CauSim: Scaling Causal Reasoning with Increasingly Complex Causal Simulators
For LLM researchers and practitioners, CauSim provides a method to overcome the scarcity of ground-truth causal reasoning data by generating scalable supervised training data.
CauSim transforms causal reasoning from a scarce-label problem into a scalable supervised one by constructing increasingly complex executable causal simulators, enabling data augmentation and supervision across representations. The framework demonstrates generalization, consistent gains from curriculum scaling and data volume, and LLM self-improvement through self-generated simulators.
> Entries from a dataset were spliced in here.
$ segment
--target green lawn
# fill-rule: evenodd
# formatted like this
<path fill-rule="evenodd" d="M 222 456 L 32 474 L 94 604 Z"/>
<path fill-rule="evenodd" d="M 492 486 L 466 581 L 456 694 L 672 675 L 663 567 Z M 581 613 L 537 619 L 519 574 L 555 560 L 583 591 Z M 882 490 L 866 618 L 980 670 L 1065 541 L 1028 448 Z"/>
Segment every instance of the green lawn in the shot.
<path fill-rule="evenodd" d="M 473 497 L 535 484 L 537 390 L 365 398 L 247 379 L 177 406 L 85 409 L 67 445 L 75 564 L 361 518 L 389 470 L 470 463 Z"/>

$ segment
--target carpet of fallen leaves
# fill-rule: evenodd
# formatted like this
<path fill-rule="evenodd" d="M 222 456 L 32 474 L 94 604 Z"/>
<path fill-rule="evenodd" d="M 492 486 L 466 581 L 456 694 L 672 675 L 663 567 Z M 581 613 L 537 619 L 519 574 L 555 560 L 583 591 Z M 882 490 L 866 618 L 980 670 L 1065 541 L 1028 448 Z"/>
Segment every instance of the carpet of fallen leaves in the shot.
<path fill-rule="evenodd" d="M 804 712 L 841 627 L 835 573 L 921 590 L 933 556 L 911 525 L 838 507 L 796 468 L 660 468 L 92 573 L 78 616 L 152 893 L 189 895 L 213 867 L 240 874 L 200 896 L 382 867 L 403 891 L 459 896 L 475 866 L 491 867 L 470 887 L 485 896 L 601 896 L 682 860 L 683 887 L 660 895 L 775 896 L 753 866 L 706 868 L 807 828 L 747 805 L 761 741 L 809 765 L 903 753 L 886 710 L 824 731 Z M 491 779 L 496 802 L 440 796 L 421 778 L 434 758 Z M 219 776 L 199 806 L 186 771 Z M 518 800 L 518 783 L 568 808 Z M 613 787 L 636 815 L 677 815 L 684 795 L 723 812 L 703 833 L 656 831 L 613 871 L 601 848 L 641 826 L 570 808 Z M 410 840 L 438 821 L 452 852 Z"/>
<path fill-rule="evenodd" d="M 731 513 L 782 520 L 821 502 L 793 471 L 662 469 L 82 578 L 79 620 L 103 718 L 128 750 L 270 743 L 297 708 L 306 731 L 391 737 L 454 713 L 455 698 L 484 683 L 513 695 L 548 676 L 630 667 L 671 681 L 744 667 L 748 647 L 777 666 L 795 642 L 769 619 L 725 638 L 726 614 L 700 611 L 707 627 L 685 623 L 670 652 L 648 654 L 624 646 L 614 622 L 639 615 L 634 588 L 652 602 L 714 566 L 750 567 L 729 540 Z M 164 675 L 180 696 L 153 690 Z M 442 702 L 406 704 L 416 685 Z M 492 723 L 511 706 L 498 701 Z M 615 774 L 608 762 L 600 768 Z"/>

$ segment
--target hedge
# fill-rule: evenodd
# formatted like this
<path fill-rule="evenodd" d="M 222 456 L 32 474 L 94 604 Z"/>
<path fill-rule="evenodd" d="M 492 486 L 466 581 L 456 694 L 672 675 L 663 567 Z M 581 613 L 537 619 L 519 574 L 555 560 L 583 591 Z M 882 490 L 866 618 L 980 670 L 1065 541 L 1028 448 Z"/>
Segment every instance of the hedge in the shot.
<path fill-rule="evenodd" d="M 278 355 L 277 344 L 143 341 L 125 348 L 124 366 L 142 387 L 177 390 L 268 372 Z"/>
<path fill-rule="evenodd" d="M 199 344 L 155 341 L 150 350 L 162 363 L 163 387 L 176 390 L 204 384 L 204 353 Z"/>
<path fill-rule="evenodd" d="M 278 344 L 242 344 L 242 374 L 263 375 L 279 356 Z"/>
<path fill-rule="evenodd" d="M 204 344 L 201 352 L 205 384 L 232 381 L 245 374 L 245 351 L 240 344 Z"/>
Despite surpassing human performance across mathematics, coding, and other knowledge-intensive tasks, large language models (LLMs) continue to struggle with causal reasoning. A core obstacle is the target data itself: causal systems are complex and often expressed in non-executable forms, while ground-truth answers to causal queries are inherently scarce. We introduce CauSim, a framework that turns causal reasoning from a scarce-label problem into a scalable supervised one. CauSim constructs increasingly complex causal simulators: executable structural causal models (SCMs), incrementally built by LLMs, that scale to globally complex systems while maintaining verifiable answers to causal queries. CauSim operates across representations by formalizing non-executable causal knowledge into code, enabling data augmentation, and translating executable SCMs into natural language, enabling supervision in previously difficult-to-supervise representations. We structure our research into two parts: (1) how to construct increasingly complex causal simulators, and (2) a systematic study of what CauSim enables, demonstrating generalization across representations, consistent gains from curriculum scaling and data volume, LLM self-improvement through self-generated simulators, and data augmentation via formalization of existing domain knowledge.